Routson coordinated with bars and breweries around the country so they could set up events to correspond to IPA Day. In her outreach, Routson called on “all craft beer evangelists, brewers, bloggers, and suds-savvy citizens!” She told them that on Thursday August 4, 2011, they were invited to “participate in the largest international craft beer celebration and virtual conversation the world has ever seen.” She described International #IPADay as “a grassroots movement to unite the voices of craft beer enthusiasts, bloggers, and brewers worldwide through social media.” She predicted that “craft beer drinkers across the social sphere and across the globe will raise pints in a collective toast to one of craft beer’s most iconic styles: the India Pale Ale. This celebrated style represents the pinnacle of brewing innovation with its broad spectrum of diverse brands, subcategories, and regional flavor variations – making it the perfect style to galvanize craft beer’s social voice.”

Routson made clear that #IPAday was not some big brewery invention. “#IPADay is not the brainchild of a corporate marketing machine, nor is it meant to serve any particular beer brand,” she wrote in 2011. “#IPADay is opportunity for breweries, bloggers, businesses and consumers to connect and share their love of craft beer. Getting involved is easy; the only requirements are an appreciation for great beer and the will to spread the word. Anyone can participate by enjoying IPA with friends, making some noise online with the #IPADay hashtag, and showing the world that craft beer is more than a trend!”

The response was a bit surprising. “It ended up being huge,” she recalls. “It was really exciting to see something like that happen because the second the clock changed to midnight, boom the IPA Day hashtag went crazy and people were drinking IPAs all day long.

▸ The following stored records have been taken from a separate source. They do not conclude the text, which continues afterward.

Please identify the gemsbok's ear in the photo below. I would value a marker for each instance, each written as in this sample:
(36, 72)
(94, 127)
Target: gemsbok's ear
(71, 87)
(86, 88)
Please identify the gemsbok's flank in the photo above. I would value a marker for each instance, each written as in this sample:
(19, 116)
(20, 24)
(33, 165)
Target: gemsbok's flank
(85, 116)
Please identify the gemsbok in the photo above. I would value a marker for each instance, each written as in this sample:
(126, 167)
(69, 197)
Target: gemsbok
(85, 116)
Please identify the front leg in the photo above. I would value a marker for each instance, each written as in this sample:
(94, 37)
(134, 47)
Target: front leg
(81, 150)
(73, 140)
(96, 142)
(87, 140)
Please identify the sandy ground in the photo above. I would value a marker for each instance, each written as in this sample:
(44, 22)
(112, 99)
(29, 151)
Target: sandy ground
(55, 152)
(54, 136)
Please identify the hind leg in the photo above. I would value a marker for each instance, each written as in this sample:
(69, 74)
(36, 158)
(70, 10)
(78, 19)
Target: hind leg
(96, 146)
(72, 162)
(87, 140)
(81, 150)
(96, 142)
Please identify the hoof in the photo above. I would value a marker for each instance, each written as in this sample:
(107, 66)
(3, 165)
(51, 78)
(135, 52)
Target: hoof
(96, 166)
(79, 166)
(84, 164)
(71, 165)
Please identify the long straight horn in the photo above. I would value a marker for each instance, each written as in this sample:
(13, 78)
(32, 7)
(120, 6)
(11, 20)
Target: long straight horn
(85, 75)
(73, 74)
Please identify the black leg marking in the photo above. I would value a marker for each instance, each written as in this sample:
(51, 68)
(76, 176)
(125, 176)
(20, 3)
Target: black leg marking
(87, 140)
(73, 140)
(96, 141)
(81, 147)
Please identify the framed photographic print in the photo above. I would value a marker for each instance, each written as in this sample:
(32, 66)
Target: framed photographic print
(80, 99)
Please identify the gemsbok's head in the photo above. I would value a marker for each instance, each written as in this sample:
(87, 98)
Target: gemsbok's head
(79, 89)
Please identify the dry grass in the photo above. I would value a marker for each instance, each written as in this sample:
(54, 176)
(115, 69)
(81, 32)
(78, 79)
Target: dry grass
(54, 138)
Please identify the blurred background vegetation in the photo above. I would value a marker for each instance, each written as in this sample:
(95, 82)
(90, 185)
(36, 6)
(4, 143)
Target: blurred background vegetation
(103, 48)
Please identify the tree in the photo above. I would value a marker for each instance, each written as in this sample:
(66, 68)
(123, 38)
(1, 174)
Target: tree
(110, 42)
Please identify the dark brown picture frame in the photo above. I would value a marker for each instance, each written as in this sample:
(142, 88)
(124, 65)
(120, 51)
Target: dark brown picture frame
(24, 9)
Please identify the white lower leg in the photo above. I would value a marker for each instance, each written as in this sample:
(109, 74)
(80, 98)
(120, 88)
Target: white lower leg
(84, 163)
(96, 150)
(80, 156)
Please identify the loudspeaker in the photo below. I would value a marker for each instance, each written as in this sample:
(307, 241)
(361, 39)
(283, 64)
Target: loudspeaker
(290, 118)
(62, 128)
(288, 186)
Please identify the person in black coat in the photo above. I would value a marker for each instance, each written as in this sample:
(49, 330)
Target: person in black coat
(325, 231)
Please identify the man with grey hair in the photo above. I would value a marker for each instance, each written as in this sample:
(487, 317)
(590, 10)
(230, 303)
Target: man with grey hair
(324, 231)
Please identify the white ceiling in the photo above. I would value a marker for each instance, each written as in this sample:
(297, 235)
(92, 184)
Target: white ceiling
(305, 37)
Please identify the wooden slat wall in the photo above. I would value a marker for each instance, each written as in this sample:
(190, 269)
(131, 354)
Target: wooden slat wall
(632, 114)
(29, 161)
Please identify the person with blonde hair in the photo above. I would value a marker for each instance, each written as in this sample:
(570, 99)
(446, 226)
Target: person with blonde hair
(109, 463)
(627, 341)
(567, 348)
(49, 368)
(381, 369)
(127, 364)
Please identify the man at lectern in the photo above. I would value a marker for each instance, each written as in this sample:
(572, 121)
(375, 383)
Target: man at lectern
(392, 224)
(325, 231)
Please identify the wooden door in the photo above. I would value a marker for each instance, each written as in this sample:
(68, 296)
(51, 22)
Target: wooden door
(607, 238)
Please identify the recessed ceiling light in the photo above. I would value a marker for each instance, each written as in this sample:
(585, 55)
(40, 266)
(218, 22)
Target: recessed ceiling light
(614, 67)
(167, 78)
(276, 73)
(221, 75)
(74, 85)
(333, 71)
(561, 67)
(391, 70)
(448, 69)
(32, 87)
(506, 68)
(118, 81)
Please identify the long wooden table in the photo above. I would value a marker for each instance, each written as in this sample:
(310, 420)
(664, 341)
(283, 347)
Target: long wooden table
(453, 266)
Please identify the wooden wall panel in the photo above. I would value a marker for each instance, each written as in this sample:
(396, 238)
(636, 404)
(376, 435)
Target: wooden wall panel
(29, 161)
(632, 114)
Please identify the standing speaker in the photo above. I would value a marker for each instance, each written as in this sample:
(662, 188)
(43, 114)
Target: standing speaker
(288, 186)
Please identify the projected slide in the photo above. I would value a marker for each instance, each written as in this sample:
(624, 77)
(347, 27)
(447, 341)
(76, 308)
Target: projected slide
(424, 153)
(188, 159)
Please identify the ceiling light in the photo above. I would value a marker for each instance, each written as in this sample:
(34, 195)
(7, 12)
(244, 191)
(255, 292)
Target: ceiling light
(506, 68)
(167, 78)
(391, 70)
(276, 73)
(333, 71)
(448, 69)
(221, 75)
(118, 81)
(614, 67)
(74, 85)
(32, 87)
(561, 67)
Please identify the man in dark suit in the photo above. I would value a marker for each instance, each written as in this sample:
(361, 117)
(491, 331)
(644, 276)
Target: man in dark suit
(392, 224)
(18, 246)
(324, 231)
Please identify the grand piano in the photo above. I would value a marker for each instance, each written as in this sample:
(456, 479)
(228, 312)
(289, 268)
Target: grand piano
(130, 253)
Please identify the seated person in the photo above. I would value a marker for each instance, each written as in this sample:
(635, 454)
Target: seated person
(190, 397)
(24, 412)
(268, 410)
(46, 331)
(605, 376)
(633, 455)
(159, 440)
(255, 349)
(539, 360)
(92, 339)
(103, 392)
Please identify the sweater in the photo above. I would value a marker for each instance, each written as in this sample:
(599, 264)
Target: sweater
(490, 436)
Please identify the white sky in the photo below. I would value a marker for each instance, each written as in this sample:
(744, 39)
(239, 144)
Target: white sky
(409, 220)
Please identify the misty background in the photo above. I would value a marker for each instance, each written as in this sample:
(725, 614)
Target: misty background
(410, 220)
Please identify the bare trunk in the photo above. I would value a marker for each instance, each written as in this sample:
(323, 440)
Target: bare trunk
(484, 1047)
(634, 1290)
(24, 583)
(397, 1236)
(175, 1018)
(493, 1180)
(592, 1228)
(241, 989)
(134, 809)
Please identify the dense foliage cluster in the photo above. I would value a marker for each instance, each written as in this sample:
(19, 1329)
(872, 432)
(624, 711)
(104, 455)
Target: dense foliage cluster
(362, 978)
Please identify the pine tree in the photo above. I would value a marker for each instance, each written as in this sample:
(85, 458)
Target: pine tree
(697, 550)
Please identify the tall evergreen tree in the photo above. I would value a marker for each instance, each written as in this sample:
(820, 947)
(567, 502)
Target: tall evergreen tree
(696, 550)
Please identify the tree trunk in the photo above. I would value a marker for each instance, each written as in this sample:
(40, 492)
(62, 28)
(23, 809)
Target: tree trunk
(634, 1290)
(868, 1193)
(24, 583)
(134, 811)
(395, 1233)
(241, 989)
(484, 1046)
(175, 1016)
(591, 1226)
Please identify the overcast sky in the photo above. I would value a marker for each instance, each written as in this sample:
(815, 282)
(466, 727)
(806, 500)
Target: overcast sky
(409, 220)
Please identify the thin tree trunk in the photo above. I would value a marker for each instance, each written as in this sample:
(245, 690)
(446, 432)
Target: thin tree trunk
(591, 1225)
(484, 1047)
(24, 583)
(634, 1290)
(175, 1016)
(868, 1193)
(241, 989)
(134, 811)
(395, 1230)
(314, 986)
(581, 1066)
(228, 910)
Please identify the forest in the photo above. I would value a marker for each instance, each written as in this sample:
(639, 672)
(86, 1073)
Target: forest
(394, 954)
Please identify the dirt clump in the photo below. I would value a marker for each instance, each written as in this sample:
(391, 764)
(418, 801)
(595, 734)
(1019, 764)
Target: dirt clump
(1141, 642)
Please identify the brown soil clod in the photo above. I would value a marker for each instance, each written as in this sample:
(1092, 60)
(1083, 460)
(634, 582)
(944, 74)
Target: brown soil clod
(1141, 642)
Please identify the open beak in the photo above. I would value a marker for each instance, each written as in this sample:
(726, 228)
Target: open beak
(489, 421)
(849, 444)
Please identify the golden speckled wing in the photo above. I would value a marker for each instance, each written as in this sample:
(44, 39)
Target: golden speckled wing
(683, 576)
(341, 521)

We had posts from all over the world. We had posts from so many different countries and I think Brazil was the number two country besides the United States when it came to posting about it. So it was really cool to be a part of a global movement of everybody supporting and talking about craft beer. Because for the most part, the bigger breweries didn’t make IPAs. So we were talking about your local IPA and it was just so much fun. It was like one of the coolest things, especially that first time, it was just so cool to watch all day long and to see all of the bars, having IPA tap takeovers and just to see the buzz that it created and all the people that became interested in it because they just, all of a sudden saw the Internet talking about this beer. And if you had never heard of an IPA, chances are that day you learned what one was.”

In the relatively early days of Twitter, #IPAday made its way into the app’s Trending Topics section, something never seen before for craft beer. “That was a huge moment for us. Because that’s when you know that you’re exploding. People are probably clicking on that hashtag like, “what is an e-Pah? Like an iPad?” We got eyeballs on the beer industry that had never been on it before. So that was cool.”

As with all successful social media campaigns, IPA Day quickly grew beyond Routson and Ross and took on a life of its own. The hashtag, now #IPAday to avoid iPad confusion, will be used hundreds if not thousands of times on the first Thursday in August by breweries and beer fans from around the world.